Findings and conclusions
27. We say at this point that LKIK is not country guidance nor a reported case. Paragraph 11 of the Practice Directions of the Immigration and Asylum Chambers of the First-tier Tribunal and the Upper Tribunal states:
“A determination of the Tribunal which has not been reported may not be cited in proceedings before the Tribunal unless:-
(a) the person who is or was the appellant before the First-tier Tribunal, or a member of that person's family, was a party to the proceedings in which the previous determination was issued; or
(b) the Tribunal gives permission.”
28. We note that LKIK has been referred to by the respondent in this appeal prior to the decision of Upper Tribunal Judge Gill and that no issue has been taken with it being cited. We therefore considered it unfair to deny permission to cite it before us such that we did not raise this at the hearing. Having said that, its contents have now been overtaken by XX which, as country guidance, we are bound to follow, and so this is the case to which we shall refer as regards the nature and use of Facebook.
29. It is uncontroversial that the appellant is an Iranian national, of Kurdish ethnicity. Judge Thapar did not find the appellant’s account of distributing political leaflets in Iran to be credible. The appellant did not challenge the findings made by Judge Thapar that were later preserved by Upper Tribunal Judge Gill. There is nothing in the evidence before us that undermines the finding made by Judge Thapar that, even to the lower standard, the appellant has failed to establish that he is at risk as claimed as a result of events that took place whilst he was in Iran.
30. As regards his sur place activity in the UK, we also find there is nothing in the evidence before us that undermines the finding made by Judge Thapar that the appellant has undertaken this activity for any reason other than to bolster his protection claim. The appellant maintains that this is not correct and that he has undertaken his activities in the UK because it is only since arriving here that, through the unrestricted use of social media, he has become fully aware of how the Iranian regime treats Kurdish people. We do not accept this explanation for two reasons.
31. First, he arrived in the UK on 24 April 2016 and claimed asylum on 28 April 2016 based on his alleged fears arising from the regime’s treatment of Kurdish people involved in political activity such that he was aware of it at that stage. Second, he did not mention any sur place activity in his substantive asylum interview conducted on 15 July 2019, more than three years after he arrived in the UK. At question 209 of that interview when asked whether, since coming to the UK, he had done anything to support the Democratic Party, he said “No, I have not done such a thing. But my father is all the time helping them.” He does not mention at that point that he has set up a Facebook account, whereas at the hearing before us, he said he set it up in 2018 such that he could reasonably have been expected to mention it in his interview.
32. Overall, we have no hesitation in finding, as did Judge Thapar, that even to the lower standard, the appellant is not a credible witness.
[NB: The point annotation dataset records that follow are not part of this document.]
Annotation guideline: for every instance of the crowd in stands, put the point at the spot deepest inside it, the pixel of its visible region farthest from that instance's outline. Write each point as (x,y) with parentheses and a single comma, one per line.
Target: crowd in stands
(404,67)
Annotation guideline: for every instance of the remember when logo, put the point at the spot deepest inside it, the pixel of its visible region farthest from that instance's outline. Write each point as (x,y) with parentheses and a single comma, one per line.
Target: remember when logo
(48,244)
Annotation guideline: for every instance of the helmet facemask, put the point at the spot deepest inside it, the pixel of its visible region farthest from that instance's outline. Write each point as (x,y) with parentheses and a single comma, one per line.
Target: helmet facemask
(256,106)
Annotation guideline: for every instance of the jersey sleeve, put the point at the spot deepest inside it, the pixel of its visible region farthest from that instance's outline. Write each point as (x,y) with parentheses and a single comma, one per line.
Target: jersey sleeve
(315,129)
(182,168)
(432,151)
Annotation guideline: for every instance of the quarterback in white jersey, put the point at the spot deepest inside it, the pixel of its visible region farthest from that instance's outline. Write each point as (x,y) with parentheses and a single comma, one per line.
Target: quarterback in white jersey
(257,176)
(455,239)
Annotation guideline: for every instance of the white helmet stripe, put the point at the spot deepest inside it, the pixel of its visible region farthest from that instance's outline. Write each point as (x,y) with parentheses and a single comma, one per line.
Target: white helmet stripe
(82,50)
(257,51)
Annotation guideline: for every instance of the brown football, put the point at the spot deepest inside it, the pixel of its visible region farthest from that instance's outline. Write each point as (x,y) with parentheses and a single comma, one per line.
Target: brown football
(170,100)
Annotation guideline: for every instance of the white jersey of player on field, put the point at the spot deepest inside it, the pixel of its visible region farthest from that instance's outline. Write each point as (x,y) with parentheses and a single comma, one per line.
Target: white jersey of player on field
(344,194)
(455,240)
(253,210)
He was vague in the evidence that he gave before us, on several occasions not answering the question put to him, and his evidence as a whole lacks any detail and clarity and is not corroborated by the documents produced, as we shall go on to discuss.
33. The appellant’s witness statement of 27 January 2020 merely says:
[14] “Since being in the UK, have [sic] been posting Anti-Iranian material on my Facebook page. I have not been able to attend any KDPI meetings, as I do not have the money to do so. My uncle is active on social media, and he lets me know when the demonstrations are. My uncle has given me tickets to attend the demonstrations”.
34. His supplementary statement of 12 October 2020 says:
[2] “…I created my Facebook account at the end of 2018. Since February 2019, I have been posting Anti-Iranian material on my Facebook page.
[5] I was extremely angry with the regime and wanted to express my feelings. Initially I was not aware of how to post on Facebook, however my maternal uncle [AM] and also two of my friends called [A] and [H] taught me about the Facebook as I am illiterate.
[6] Since my last appeal I have attended two demonstrations against the Iranian regime in front of their embassy in London…to show our solidarity with the Kurds in Iran…
[7] …I have been able to attend one KDPI meeting, however since March 2020, they have not arranged any meetings due to the Covid-19. My uncle is active with the political activities and he informs me when the demonstrations are taking place. My uncle has given me tickets to attend the demonstrations.
[9] even if I delete my Facebook account, my posts have been shared by many of my friends…”
35. We note his first statement said that he did not attend KPDI meetings due to money, but his second statement said it was because there were no meetings to attend due to the pandemic, which is inconsistent. We appreciate that by the time of his second statement, measures had been introduced due to the pandemic to prevent social gatherings, but he has not mentioned attendance at any further meetings despite the easing of restrictions.
36. We note the appellant has been inconsistent about how he found out about demonstrations, saying in both statements that his uncle told him about them but at the hearing saying he learned about them from Facebook. Despite saying his uncle bought tickets, these tickets have not been adduced as evidence. The only evidence of the appellant’s attendance at demonstrations beyond his own word are the photos appearing on his Facebook account, which appear to be on three or four separate occasions as different clothing is worn. We note that the photos adduced alongside his supplementary statement from October 2020 are the same as those adduced alongside his initial statement of 27 January 2020. There is a further photo in the Facebook posts in the AAB (page 92) but this appears to be a different location and it is unclear whether it is a demonstration or not. There is therefore no corroborative evidence of his having attended ten to fifteen demonstrations as he said he had at the hearing. He has never confirmed the dates or details, in terms of who organised them or why, or who he attended with, of any of the demonstrations he says he has attended.
37. He has not provided any witness statement evidence from his uncle and his uncle did not attend the hearing. Given the role the appellant says his uncle has played in assisting with his sur place activity, it is reasonable to have expected to see evidence from his uncle and we find its absence undermines the credibility of the appellant’s account.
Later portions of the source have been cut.